Por Emiliano José, na revista Teoria e Debate:
Conjuntura não é coisa fácil de lidar. Provoca tombos, escorregões, arranhões, contusões. Escapar de tudo isso, não é simples. Quase impossível. Viver é arriscoso, analisar conjuntura também. Para redução de danos, aconselha-se não só a leitura dos mais próximos, como dos mais antigos. É de Gramsci o conselho de saber distinguir os chamados movimentos orgânicos, relativamente permanentes, dos considerados movimentos de conjuntura.
Não vou estender-me quanto a isso. Só aproveitar-me um pouco do conselho do comunista italiano, o maior marxista ocidental do século 20, quando ele trata da análise das situações, da relação de forças. Meu interesse aqui é sobre nossa mídia monopolista empresarial, envolvendo redes de televisão, jornais, emissoras de rádio, e de modo especial a Rede Globo, de seu papel na conjuntura, vista num horizonte temporal mais largo.

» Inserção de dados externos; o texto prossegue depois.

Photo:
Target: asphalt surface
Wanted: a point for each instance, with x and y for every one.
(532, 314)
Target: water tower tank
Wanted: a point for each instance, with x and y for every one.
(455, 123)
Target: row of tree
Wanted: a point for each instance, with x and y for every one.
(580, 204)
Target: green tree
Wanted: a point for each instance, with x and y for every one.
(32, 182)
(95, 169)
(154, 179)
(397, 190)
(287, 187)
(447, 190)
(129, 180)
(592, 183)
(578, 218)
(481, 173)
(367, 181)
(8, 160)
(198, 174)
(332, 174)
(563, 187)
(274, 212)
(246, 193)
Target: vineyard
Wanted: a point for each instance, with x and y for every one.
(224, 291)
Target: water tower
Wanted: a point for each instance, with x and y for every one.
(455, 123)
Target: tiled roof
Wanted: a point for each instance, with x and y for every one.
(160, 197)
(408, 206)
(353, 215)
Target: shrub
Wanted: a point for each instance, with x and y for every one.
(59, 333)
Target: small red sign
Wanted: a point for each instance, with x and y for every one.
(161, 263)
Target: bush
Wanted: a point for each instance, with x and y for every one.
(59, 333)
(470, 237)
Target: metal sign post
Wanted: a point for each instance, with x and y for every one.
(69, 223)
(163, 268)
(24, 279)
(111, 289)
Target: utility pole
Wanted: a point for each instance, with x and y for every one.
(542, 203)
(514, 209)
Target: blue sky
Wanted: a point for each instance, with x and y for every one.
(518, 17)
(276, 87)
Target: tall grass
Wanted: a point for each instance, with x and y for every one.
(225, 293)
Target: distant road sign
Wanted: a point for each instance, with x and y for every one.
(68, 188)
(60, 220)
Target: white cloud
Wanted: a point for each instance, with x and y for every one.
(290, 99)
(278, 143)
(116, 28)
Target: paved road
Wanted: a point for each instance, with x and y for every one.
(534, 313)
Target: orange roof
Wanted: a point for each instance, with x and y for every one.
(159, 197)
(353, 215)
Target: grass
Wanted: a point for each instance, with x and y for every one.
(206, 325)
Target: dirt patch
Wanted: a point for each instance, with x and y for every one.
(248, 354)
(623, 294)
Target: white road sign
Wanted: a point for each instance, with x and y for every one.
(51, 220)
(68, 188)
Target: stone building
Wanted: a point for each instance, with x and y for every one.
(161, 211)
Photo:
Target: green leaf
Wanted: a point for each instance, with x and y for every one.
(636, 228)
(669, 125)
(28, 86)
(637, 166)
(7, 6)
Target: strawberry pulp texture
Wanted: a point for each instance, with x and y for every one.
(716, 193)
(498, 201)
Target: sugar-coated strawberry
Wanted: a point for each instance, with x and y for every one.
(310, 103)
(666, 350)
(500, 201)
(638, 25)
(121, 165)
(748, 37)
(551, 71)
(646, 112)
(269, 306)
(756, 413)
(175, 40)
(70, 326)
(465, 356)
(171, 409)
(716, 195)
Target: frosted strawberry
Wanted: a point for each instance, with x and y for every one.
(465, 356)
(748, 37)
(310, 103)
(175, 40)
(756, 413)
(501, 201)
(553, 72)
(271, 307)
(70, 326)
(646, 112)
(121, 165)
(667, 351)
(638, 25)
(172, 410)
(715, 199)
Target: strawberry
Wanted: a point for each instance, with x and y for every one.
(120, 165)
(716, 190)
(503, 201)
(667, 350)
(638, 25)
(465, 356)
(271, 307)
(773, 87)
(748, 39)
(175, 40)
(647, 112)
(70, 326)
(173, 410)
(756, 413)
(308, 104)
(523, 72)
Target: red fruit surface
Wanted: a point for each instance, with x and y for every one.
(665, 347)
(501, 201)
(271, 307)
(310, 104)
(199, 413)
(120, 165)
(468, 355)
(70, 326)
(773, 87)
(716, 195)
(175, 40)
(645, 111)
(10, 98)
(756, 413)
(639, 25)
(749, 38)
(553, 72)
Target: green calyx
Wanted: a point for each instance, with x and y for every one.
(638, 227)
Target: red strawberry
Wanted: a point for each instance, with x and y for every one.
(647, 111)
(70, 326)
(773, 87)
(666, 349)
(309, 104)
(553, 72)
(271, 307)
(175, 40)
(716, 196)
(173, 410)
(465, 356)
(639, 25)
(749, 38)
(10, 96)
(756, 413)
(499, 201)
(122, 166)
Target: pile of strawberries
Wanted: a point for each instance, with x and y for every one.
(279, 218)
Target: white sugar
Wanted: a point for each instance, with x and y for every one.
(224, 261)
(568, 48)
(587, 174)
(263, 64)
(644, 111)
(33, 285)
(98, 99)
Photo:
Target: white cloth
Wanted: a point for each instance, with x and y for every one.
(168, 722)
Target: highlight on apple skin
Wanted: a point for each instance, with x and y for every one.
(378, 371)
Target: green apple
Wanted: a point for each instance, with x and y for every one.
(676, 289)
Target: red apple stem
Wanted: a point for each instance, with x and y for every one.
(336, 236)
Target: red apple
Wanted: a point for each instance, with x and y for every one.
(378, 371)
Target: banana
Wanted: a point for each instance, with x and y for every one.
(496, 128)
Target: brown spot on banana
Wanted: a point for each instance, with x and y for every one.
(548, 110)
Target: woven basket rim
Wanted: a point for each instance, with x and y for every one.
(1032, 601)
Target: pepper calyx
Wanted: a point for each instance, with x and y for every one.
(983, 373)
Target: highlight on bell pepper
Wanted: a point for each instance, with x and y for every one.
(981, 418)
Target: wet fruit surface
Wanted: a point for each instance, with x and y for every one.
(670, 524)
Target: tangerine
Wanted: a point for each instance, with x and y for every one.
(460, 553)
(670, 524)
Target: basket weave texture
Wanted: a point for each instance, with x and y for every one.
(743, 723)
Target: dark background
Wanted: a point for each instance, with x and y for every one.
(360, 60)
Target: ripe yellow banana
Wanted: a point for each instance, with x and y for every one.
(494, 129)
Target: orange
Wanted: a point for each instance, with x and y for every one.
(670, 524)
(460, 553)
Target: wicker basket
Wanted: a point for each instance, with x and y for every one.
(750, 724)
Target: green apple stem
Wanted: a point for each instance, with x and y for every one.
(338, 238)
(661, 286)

Ao falar em movimentos orgânicos, relativamente permanentes, como Gramsci o faz, penso na nossa mídia monopolista empresarial. Tem tempo, muito tempo, desde o seu nascedouro, observa-se a ligação profunda dela com os interesses das classes dominantes no Brasil. Jamais se colocou ao lado das classes exploradas, e se isso é obviedade, não custa insistir. Nas muitas flutuações da conjuntura, e conjuntura é celeiro fértil para flutuações, há essa constante quando pensamos na mídia brasileira, e em um de seus produtos, o jornalismo.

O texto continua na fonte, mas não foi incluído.